I want to monitor the loss during the training of a multiclass Gradient Boosting Classifier as a way to know whether there is overfitting taking place or not. Here is my code:
%matplotlib inline
import numpy as np
#import matplotlib.pyplot as plt
import matplotlib.pylab as plt
from sklearn import datasets
from sklearn.cross_validation import train_test_split
from sklearn.ensemble import GradientBoostingClassifier, GradientBoostingRegressor
iris = datasets.load_iris()
X, y = iris.data, iris.target
X_train, X_test, y_train, y_test = train_test_split(X, y, test_size=0.3, random_state=1)
n_est = 100
clf = GradientBoostingClassifier(n_estimators=n_est, max_depth=3, random_state=2)
clf.fit(X_train, y_train)
test_score = np.empty(len(clf.estimators_))
for i, pred in enumerate(clf.staged_predict(X_test)):
test_score[i] = clf.loss_(y_test, pred)
plt.plot(np.arange(n_est) + 1, test_score, label='Test')
plt.plot(np.arange(n_est) + 1, clf.train_score_, label='Train')
plt.show()
However I get the following value error:
---------------------------------------------------------------------------
ValueError Traceback (most recent call last)
<ipython-input-33-27194f883893> in <module>()
22 test_score = np.empty(len(clf.estimators_))

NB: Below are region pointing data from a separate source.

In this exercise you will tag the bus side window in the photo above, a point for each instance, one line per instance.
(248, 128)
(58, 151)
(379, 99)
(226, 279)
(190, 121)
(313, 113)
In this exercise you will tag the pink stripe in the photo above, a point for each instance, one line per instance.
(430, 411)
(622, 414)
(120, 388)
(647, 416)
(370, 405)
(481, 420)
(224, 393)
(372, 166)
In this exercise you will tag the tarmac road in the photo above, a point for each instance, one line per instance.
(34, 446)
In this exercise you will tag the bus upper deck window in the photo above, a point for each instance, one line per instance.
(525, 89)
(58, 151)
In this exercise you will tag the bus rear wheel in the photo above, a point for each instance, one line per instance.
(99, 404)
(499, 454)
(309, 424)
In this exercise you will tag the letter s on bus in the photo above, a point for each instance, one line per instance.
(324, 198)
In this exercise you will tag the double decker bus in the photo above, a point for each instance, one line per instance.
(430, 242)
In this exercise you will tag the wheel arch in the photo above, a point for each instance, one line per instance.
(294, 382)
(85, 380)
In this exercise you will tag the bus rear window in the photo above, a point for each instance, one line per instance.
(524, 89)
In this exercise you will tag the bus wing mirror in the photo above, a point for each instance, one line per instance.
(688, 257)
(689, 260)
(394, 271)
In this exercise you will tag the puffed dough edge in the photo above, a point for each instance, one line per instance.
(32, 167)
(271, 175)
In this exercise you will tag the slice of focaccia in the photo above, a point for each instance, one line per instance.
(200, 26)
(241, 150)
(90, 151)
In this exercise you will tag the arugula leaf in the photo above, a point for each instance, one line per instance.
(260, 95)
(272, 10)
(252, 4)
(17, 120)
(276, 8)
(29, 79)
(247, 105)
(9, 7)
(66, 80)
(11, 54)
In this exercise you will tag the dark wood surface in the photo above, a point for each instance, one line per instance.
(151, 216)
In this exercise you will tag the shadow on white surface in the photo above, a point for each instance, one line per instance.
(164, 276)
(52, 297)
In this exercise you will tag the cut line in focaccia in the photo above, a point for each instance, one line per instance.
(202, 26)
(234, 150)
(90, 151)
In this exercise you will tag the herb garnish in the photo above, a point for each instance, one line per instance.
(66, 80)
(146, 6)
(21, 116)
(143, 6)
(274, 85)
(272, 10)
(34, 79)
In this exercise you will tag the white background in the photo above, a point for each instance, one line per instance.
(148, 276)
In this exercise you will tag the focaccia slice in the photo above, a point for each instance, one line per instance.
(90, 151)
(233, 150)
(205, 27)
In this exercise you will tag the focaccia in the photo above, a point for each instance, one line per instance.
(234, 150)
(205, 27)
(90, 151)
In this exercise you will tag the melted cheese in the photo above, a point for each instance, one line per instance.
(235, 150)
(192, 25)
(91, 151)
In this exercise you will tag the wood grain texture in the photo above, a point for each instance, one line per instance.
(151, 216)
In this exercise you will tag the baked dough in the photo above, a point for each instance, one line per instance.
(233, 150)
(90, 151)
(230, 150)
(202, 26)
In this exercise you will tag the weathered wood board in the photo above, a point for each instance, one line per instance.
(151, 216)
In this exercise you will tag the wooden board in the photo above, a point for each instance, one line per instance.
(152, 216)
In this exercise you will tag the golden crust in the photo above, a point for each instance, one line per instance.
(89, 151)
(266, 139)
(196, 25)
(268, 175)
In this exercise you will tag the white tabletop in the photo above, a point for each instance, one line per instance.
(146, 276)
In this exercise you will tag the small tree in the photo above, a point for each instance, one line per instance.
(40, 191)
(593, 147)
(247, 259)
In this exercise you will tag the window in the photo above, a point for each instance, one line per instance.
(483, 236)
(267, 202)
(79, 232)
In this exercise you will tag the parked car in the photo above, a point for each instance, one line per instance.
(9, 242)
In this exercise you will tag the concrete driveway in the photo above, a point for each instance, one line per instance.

23 for i, pred in enumerate(clf.staged_predict(X_test)):
---> 24 test_score[i] = clf.loss_(y_test, pred)
25 plt.plot(np.arange(n_est) + 1, test_score, label='Test')
26 plt.plot(np.arange(n_est) + 1, clf.train_score_, label='Train')
C:\Documents and Settings\Philippe\Anaconda\lib\site-packages\sklearn\ensemble\gradient_boosting.pyc in __call__(self, y, pred)
396 Y[:, k] = y == k
397
--> 398 return np.sum(-1 * (Y * pred).sum(axis=1) +
399 logsumexp(pred, axis=1))
400
ValueError: operands could not be broadcast together with shapes (45,3) (45)
I know this code works fine if I use the GradientBoostingRegressor but I can't figure out how to make it work with a multiclass classifier such as the GradientBoostingClassifier. Thanks for your help.